Similar to the Favorite Forms thread imo. Concerti Grossi, Oboe Concertos, and Violin Concertos would probably be my main focus. I want to be the most appreciated Composer for those that like a mix of the old Baroque sound with the complexity of the later periods.


----------



## tdc (Jan 17, 2011)

I'd like to compose a lot of works for Solo Guitar, Guitar and Voice, Guitar Concerto, Solo Piano, Piano Concerto, Opera, many varieties of Chamber Music, and some Orchestral.


----------



## Sid James (Feb 7, 2009)

Musicals. Probably repackage the tunes of a composer in a musical about his life (that's not unusual!). Lenny would be ideal. Or Percy Grainger.

A mass, but modern/fun.

A concerto for a favourite soloist of mine. Eg. Hilary Hahn. (But I got zero musical ability).


----------



## MaestroViolinist (May 22, 2012)

Solo violin music of course   (And also for viola, cello and double bass) 
Concertos
Chamber groups, quartets etc. 
Film music could be interesting...


----------



## jani (Jun 15, 2012)

Forgot to add music to fantasy/horror video games& movies to my original post.


----------



## LordBlackudder (Nov 13, 2010)

symphonies and solo piano. also pipe organ because all pipe organ music sounds the same and it would be good to create something different.

least double bass.


----------



## Crudblud (Dec 29, 2011)

LordBlackudder said:


> all pipe organ music sounds the same


I'm not sure how to feel about how wrong that statement is.


----------



## googlebordello (Sep 22, 2012)

By day I'd write endless piano sonatas, or maybe a klezmer-flavored concerto for bass clarinet. By night I'd write and play keys for a gypsy punk band. In my spare time I think it would be fun to compose for a handbell choir.


----------



## clavichorder (May 2, 2011)

Piano miniatures and symphonies.


----------



## BurningDesire (Jul 15, 2012)

Ballets, tone poems, solo piano music, songs, music for bass guitar/electric guitar (both solo and in various groups), electronic music.

No religious music.


----------



## SiegendesLicht (Mar 4, 2012)

First I would write a few soundtracks for Hollywood and earn enough money to buy me a small house in Colorado, somewhere high up in the Rocky Mountains. Then I would settle there and start writing operas that would be as characteristically American as "Der Ring" is characteristically German. Maybe I would write one based on the story of Pocahontas and John Smith or one that deals with the events of the American revolution or one about the passengers of the Mayflower and their adventures... shortly I would do everything possible to become "the most American composer" to the same degree as Wagner was "the most German one".


----------



## jani (Jun 15, 2012)

SiegendesLicht said:


> First I would write a few soundtracks for Hollywood and earn enough money to buy me a small house in Colorado, somewhere high up in the Rocky Mountains. Then I would settle there and start writing operas that would be as characteristically American as "Der Ring" is characteristically German. Maybe I would write one based on the story of Pocahontas and John Smith or one that deals with the events of the American revolution or one about the passengers of the Mayflower and their adventures... shortly I would do everything possible to become "the most American composer" to the same degree as Wagner was "the most German one".

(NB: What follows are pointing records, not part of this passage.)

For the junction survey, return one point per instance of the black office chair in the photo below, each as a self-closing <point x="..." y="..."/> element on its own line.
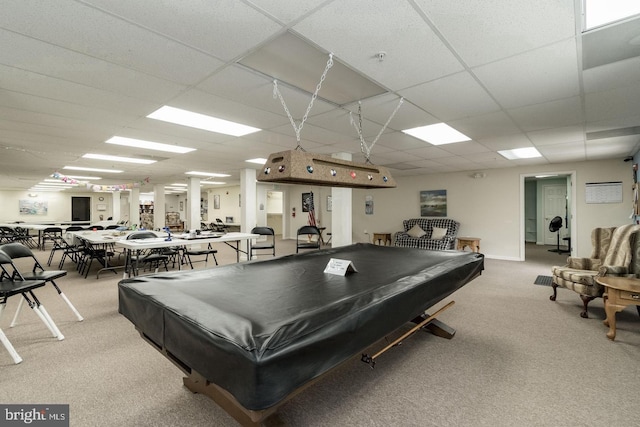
<point x="7" y="234"/>
<point x="220" y="226"/>
<point x="190" y="251"/>
<point x="264" y="245"/>
<point x="22" y="235"/>
<point x="10" y="286"/>
<point x="554" y="226"/>
<point x="308" y="240"/>
<point x="71" y="250"/>
<point x="37" y="272"/>
<point x="50" y="233"/>
<point x="152" y="257"/>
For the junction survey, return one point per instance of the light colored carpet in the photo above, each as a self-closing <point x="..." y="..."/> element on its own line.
<point x="517" y="359"/>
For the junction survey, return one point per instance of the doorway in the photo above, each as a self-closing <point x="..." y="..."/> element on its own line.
<point x="275" y="209"/>
<point x="542" y="197"/>
<point x="81" y="208"/>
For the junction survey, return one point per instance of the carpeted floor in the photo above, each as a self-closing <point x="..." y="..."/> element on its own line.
<point x="517" y="359"/>
<point x="543" y="280"/>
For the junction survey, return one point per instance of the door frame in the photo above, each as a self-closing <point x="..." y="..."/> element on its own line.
<point x="545" y="228"/>
<point x="573" y="217"/>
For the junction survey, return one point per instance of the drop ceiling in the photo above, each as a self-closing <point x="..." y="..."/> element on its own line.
<point x="508" y="74"/>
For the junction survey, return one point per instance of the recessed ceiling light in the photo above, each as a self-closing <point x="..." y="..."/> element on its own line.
<point x="201" y="121"/>
<point x="118" y="159"/>
<point x="36" y="188"/>
<point x="437" y="134"/>
<point x="149" y="145"/>
<point x="57" y="184"/>
<point x="259" y="161"/>
<point x="520" y="153"/>
<point x="213" y="174"/>
<point x="80" y="168"/>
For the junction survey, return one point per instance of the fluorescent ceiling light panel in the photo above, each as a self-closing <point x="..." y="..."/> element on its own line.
<point x="81" y="168"/>
<point x="437" y="134"/>
<point x="201" y="121"/>
<point x="601" y="12"/>
<point x="258" y="161"/>
<point x="118" y="159"/>
<point x="213" y="174"/>
<point x="83" y="177"/>
<point x="58" y="184"/>
<point x="149" y="145"/>
<point x="520" y="153"/>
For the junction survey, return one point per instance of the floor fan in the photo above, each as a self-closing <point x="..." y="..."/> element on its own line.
<point x="554" y="226"/>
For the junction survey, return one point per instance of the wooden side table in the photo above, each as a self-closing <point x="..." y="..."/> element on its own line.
<point x="619" y="293"/>
<point x="472" y="242"/>
<point x="382" y="237"/>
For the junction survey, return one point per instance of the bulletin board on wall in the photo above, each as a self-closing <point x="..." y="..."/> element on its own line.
<point x="603" y="192"/>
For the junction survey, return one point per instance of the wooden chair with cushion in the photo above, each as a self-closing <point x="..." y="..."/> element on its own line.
<point x="616" y="252"/>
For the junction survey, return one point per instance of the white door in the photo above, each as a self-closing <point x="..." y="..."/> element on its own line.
<point x="555" y="204"/>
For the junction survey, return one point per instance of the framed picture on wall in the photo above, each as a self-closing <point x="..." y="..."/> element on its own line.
<point x="306" y="201"/>
<point x="433" y="203"/>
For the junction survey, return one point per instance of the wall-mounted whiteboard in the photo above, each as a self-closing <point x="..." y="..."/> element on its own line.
<point x="603" y="192"/>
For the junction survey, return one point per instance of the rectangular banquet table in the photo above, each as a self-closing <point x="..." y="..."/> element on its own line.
<point x="258" y="331"/>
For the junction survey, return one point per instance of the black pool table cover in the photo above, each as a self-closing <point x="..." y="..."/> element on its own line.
<point x="261" y="329"/>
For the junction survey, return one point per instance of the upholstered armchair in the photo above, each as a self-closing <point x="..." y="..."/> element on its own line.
<point x="615" y="253"/>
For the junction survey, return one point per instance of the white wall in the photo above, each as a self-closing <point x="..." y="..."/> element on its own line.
<point x="58" y="205"/>
<point x="489" y="208"/>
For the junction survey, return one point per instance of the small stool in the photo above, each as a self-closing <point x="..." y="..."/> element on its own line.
<point x="382" y="237"/>
<point x="472" y="242"/>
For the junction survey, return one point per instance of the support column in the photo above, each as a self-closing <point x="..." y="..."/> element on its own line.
<point x="159" y="214"/>
<point x="193" y="203"/>
<point x="115" y="206"/>
<point x="248" y="192"/>
<point x="134" y="207"/>
<point x="341" y="213"/>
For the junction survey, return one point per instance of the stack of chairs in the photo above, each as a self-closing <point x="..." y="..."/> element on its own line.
<point x="13" y="283"/>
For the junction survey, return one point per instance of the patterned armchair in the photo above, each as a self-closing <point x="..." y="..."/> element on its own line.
<point x="435" y="234"/>
<point x="616" y="252"/>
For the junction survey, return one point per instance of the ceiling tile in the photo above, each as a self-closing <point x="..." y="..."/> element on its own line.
<point x="73" y="26"/>
<point x="46" y="59"/>
<point x="452" y="97"/>
<point x="410" y="52"/>
<point x="541" y="75"/>
<point x="483" y="32"/>
<point x="560" y="113"/>
<point x="224" y="28"/>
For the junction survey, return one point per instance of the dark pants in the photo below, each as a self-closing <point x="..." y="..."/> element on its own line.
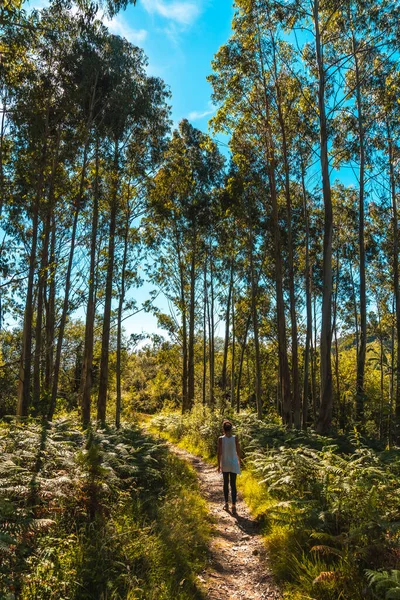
<point x="233" y="486"/>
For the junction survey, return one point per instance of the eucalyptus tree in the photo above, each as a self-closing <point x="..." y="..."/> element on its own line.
<point x="40" y="106"/>
<point x="243" y="87"/>
<point x="179" y="223"/>
<point x="137" y="115"/>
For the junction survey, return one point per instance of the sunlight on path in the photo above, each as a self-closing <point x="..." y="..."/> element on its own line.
<point x="238" y="564"/>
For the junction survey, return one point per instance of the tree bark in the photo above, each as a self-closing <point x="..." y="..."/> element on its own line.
<point x="254" y="312"/>
<point x="361" y="356"/>
<point x="308" y="304"/>
<point x="241" y="361"/>
<point x="292" y="296"/>
<point x="226" y="343"/>
<point x="395" y="281"/>
<point x="205" y="334"/>
<point x="87" y="367"/>
<point x="119" y="326"/>
<point x="191" y="324"/>
<point x="24" y="384"/>
<point x="105" y="342"/>
<point x="325" y="411"/>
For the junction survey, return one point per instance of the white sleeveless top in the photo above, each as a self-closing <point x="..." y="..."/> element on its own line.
<point x="229" y="458"/>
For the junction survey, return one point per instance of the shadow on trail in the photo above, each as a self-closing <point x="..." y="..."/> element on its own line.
<point x="248" y="526"/>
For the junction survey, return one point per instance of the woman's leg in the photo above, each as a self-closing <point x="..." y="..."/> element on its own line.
<point x="233" y="487"/>
<point x="226" y="486"/>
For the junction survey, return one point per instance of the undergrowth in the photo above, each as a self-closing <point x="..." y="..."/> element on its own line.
<point x="329" y="506"/>
<point x="97" y="515"/>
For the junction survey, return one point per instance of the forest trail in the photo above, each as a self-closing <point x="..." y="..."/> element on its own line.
<point x="238" y="563"/>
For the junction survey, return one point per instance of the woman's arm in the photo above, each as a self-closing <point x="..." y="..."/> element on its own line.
<point x="237" y="447"/>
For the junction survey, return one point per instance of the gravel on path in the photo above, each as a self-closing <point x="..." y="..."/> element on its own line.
<point x="238" y="560"/>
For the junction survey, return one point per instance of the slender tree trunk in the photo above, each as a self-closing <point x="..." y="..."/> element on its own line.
<point x="43" y="274"/>
<point x="254" y="312"/>
<point x="325" y="411"/>
<point x="212" y="333"/>
<point x="2" y="133"/>
<point x="226" y="344"/>
<point x="354" y="298"/>
<point x="335" y="337"/>
<point x="24" y="385"/>
<point x="63" y="321"/>
<point x="395" y="280"/>
<point x="284" y="372"/>
<point x="65" y="309"/>
<point x="392" y="376"/>
<point x="39" y="316"/>
<point x="192" y="324"/>
<point x="233" y="357"/>
<point x="241" y="361"/>
<point x="119" y="325"/>
<point x="185" y="405"/>
<point x="87" y="367"/>
<point x="314" y="364"/>
<point x="105" y="342"/>
<point x="382" y="380"/>
<point x="361" y="356"/>
<point x="50" y="308"/>
<point x="205" y="334"/>
<point x="308" y="304"/>
<point x="292" y="296"/>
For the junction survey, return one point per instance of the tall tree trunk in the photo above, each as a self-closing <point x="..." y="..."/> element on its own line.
<point x="226" y="343"/>
<point x="254" y="312"/>
<point x="65" y="309"/>
<point x="87" y="367"/>
<point x="43" y="275"/>
<point x="392" y="376"/>
<point x="212" y="333"/>
<point x="50" y="304"/>
<point x="395" y="280"/>
<point x="335" y="336"/>
<point x="205" y="333"/>
<point x="192" y="323"/>
<point x="325" y="410"/>
<point x="24" y="385"/>
<point x="382" y="376"/>
<point x="314" y="364"/>
<point x="284" y="372"/>
<point x="185" y="405"/>
<point x="308" y="304"/>
<point x="292" y="296"/>
<point x="354" y="298"/>
<point x="105" y="342"/>
<point x="119" y="325"/>
<point x="361" y="356"/>
<point x="241" y="361"/>
<point x="233" y="354"/>
<point x="2" y="134"/>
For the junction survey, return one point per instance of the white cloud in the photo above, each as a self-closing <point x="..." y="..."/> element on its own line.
<point x="119" y="26"/>
<point x="184" y="13"/>
<point x="195" y="115"/>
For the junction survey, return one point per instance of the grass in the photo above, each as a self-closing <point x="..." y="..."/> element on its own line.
<point x="97" y="515"/>
<point x="328" y="506"/>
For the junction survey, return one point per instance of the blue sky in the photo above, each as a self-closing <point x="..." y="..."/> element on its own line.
<point x="180" y="38"/>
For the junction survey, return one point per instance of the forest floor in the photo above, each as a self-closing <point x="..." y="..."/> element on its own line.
<point x="238" y="560"/>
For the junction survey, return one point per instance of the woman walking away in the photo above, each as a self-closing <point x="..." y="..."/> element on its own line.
<point x="229" y="462"/>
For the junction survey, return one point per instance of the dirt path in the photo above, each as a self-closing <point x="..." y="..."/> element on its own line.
<point x="238" y="565"/>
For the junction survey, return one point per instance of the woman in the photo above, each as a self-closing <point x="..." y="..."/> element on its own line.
<point x="229" y="462"/>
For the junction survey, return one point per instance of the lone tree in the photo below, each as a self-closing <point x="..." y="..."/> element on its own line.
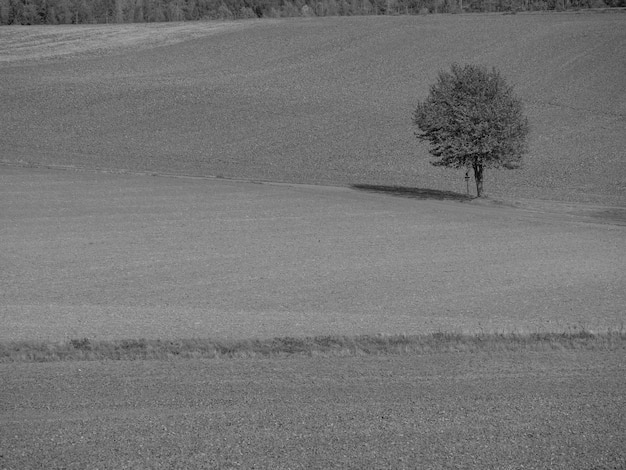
<point x="472" y="120"/>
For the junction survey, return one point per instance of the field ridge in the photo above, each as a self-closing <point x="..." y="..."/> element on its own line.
<point x="362" y="345"/>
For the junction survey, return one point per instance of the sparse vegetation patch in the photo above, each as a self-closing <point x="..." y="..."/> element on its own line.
<point x="85" y="349"/>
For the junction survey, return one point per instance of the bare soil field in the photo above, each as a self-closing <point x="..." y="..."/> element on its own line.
<point x="318" y="100"/>
<point x="556" y="410"/>
<point x="109" y="256"/>
<point x="97" y="244"/>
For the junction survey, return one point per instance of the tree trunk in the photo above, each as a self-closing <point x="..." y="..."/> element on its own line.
<point x="478" y="176"/>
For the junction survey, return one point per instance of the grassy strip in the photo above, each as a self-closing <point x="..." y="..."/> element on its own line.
<point x="143" y="349"/>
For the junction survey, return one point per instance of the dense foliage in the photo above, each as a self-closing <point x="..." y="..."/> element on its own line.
<point x="472" y="119"/>
<point x="133" y="11"/>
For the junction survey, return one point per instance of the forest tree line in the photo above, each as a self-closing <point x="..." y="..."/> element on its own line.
<point x="50" y="12"/>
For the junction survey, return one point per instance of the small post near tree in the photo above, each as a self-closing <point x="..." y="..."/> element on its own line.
<point x="472" y="120"/>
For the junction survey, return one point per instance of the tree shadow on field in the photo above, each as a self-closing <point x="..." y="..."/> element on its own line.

And Sibelius the most Finnish one.


----------



## SiegendesLicht (Mar 4, 2012)

jani said:


> And Sibelius the most Finnish one.


Yes, that is one of the reasons he is among my favorites. I love "romantic nationalism" very much, but only that of certain nations.


----------



## Gustaw (Aug 28, 2012)

...Or Chopin the most "Polish" one. What do you think of this "romantic nationalism"? 

And about becoming the most American composer: aren't you afraid Gershwin would be tough to beat?


----------



## SiegendesLicht (Mar 4, 2012)

Gustaw said:


> ...Or Chopin the most "Polish" one. What do you think of this "romantic nationalism"?


Chopin is on my to-do list as well, just like most other classical composers, actually.


----------



## googlebordello (Sep 22, 2012)

Gustaw said:


> ...aren't you afraid Gershwin would be tough to beat?


I think you mean Copland?


----------



## QuietGuy (Mar 1, 2014)

Provided I had good collaborators, ballets, operas & song cycles first, followed by symphonies and chamber music in offbeat combinations -- especially ones that substitute a harp for a piano.


----------